Was it Escher who drew those black and white pictures of mazes and so forth? That's what I think of....anyway, the artist in me started to think of other analogies and metaphors....and I'm reminded of someone writing in a post, "is humor all we have?" I don't think it's the only thing, as I'm sure imagination is another.
That takes me back to the story I read a while ago about the kids trapped in a cave: one boy started to work his way out and made it out of the cave without PTSD. The other children felt scared and paralyzed in the cave and developed PTSD. Not to blame the kids without ptsd, but merely to point out boy had inspiration. Instead of feeling trapped, something was able to give him hope and propel him forward. He saw a way out.
I think inspiration and imagination can guide as as well, so added a few more examples:
I felt like Humpty Dumpty, broken- but I'll put myself together with the help of "All the King's Men"- people who care, faith, medicine, therapy, time- whatever helps.
The past is represented as the bottom of glass steps. I find my way up the steps, and occasionally the glass gets cracked or chips away as I walk higher. But at the top of the steps, I've made it and no longer have to feel or see anything fragile in my past.
The c-ptsd is like a cyclone created by pencil scribble. It sometimes runs havoc in my mind, like the Tasmanian Devil. But sometimes I "place" the cyclone in the chair and try to see it differently so it is milder. Later on I should be able to say, "it was just the wind".
c-ptsd (here not in caps) is like flames- but the flames become ashes, and the survivor as the phoenix rises above it
c-ptsd is like a dragon....but I come by like a knight with an armor, sword and shield that says, "there is no fear, only love surrounds me here"
Darkness falls, but hope dawns on the horizon.
As budding authors we seize the scripts in our heads that read like bad novels and transform them into a language we can understand that makes us happy.
As the ringmaster in a circus gone awry, we change the act and organize the performance to go smoothly and to our liking.

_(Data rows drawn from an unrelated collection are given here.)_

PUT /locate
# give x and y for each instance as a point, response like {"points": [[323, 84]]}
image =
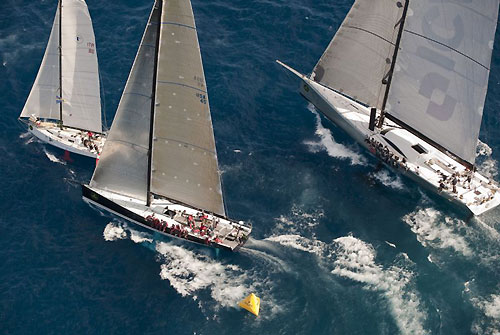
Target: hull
{"points": [[69, 139], [226, 234], [406, 153]]}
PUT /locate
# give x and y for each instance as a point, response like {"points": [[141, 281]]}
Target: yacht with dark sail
{"points": [[407, 80], [64, 105], [158, 168]]}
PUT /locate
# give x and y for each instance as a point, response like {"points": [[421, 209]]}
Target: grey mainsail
{"points": [[42, 100], [441, 76], [359, 56], [184, 159], [123, 166]]}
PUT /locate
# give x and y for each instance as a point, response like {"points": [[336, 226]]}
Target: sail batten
{"points": [[441, 75], [184, 160], [123, 165], [358, 59]]}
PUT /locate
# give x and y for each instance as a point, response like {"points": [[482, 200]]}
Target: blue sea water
{"points": [[339, 245]]}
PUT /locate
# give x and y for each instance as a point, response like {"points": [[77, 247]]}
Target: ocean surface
{"points": [[339, 246]]}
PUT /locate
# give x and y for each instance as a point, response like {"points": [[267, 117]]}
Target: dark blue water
{"points": [[339, 246]]}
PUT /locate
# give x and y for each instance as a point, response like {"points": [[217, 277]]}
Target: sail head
{"points": [[358, 59], [80, 74], [441, 76]]}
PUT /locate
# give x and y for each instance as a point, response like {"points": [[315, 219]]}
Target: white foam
{"points": [[384, 177], [53, 158], [114, 231], [434, 230], [327, 143], [189, 272], [487, 322], [354, 259]]}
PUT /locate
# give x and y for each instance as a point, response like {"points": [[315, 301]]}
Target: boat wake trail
{"points": [[193, 273], [434, 230], [327, 143], [53, 158], [351, 258], [385, 177]]}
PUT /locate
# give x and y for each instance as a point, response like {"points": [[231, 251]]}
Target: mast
{"points": [[60, 65], [393, 63], [153, 103]]}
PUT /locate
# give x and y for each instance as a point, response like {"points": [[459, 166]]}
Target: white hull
{"points": [[227, 234], [69, 139], [427, 168]]}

In a courtroom scene, the Inner Critic is on trial, but we find a way to judge him/her innocent, because after all I.C. may actually mean Inner Child.
The wound is festering and an itchy scab forms over it. You want to pick it, but eventually over time it heals and what's left is a scar.
The clock is off. It says you're 6 or 15, but really you're 44. You figure out the inner workings of the "frozen ages", then get the time to come back to the present.
The prize is in the frozen ice cube. You wait desparately to get to it, and time will help melt the cube- then you get to the prize.
The toxic stuff encounters a forest of pure air, clean water and sunshine- a real paradise. You are so heartened that you and your body are able to let go of the toxins and become cleansed and whole.